Gæsteforelæsning: Susan Sidlauskas, Rutgers University
The Limits of Painted Form: John Singer Sargent’s Lady Sassoon (1907, private collection)
Info about event
Time
Location
Building 1584, Room 112
Wednesday 12. October, at 14:15. Building 1584 (Kasernen) Room 112
Susan Sidlauskas, Rutgers University:
The Limits of Painted Form: John Singer Sargent’s Lady Sassoon (1907, private collection)
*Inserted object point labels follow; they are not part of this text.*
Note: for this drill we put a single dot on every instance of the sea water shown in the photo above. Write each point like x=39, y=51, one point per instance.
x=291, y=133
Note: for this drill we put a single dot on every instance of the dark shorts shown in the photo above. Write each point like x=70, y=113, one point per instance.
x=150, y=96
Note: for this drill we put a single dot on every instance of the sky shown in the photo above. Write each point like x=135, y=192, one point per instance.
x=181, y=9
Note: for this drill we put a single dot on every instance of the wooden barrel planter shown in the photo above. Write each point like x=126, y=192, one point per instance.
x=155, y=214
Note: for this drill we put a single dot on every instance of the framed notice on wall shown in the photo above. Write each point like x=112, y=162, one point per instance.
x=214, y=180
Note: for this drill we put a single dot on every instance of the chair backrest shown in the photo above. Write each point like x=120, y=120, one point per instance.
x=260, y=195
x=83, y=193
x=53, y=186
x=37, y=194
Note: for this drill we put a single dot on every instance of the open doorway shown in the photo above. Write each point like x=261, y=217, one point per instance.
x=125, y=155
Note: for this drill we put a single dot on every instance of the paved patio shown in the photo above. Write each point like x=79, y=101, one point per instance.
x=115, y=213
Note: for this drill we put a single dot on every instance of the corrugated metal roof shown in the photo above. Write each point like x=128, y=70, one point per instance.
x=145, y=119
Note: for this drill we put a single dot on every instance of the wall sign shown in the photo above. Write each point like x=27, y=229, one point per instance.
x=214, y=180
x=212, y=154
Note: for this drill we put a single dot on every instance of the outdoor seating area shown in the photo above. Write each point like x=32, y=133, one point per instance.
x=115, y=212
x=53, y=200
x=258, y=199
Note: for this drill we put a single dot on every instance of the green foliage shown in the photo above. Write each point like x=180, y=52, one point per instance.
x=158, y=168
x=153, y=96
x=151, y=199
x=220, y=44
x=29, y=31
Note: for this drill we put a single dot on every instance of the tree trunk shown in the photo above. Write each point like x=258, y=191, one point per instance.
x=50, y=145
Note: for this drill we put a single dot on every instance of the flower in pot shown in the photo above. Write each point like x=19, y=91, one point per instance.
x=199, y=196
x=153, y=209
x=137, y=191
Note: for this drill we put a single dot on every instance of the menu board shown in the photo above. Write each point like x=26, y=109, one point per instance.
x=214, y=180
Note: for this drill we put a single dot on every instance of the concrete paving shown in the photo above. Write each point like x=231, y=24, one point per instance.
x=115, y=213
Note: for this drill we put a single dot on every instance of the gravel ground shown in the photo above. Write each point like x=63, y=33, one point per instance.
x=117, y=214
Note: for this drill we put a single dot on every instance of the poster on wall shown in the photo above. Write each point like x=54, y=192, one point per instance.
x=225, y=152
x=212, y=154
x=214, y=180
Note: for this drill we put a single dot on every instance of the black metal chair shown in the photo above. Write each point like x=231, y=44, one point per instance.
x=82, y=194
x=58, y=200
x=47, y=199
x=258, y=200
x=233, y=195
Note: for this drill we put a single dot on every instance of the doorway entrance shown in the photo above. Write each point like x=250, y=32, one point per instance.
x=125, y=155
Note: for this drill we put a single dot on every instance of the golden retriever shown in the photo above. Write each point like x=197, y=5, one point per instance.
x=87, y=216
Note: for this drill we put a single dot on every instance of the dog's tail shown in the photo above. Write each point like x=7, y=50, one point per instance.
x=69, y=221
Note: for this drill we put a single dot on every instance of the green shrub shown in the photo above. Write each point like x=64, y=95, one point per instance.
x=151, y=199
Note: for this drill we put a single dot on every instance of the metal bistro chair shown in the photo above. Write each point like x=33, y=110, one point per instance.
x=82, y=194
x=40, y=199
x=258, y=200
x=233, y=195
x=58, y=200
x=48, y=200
John Singer Sargent is most often identified through precisely the kinds of portraits that have guaranteed his exclusion from the pantheon of modernism. Roger Fry’s much-quoted insistence upon Sargent’s irrelevance lingers; in fact, Fry and his peers expressly defined modernism against Sargent, a reductive view that has been reinforced by such emblems as Alfred Barr’s outdated but influential grid tracking the heroic, inevitably male, “discovery” of abstraction. Instead, I’d like to suggest that this painter, at his most ambitious, generated a subversive, even avant-garde practice that succeeded on its own terms—especially in the later portraits for which he is often reviled. The focus of my talk will be Sargent’s Portrait of Aline Sassoon of 1907, which offers what is perhaps the artist’s most radical experiment in overturning conventional figure/ground distinctions, even as he tested the conceptual and mimetic limits of painted form. It is worth noting that the painting was made during the same year in which the artist publicly proclaimed that he was forever done with portraiture. It is my contention that Sargent did not simply bear witness to the Gilded Age finery around him; he engineered its pictorial disintegration through a process in which skin, hair and fabric dissolved only to be reconstituted as other, more ambiguous substances. At its best, Sargent’s transformative practice dissolved the distinctions between his subjects’ anatomical “selves” and the material trappings that consolidated their social identities. In so doing he challenged not only the separability of the two, but the distinction between “figure” and “ground”— modernism’s signature move. In his pictorial dismantling of the figure, and the “rebuilding” he effected through fluidly interpenetrating forms and voids, I would argue that certain key paintings of Sargent’s betray as deep a skepticism about the stability of the fin de siècle subject as Paul Cézanne’s.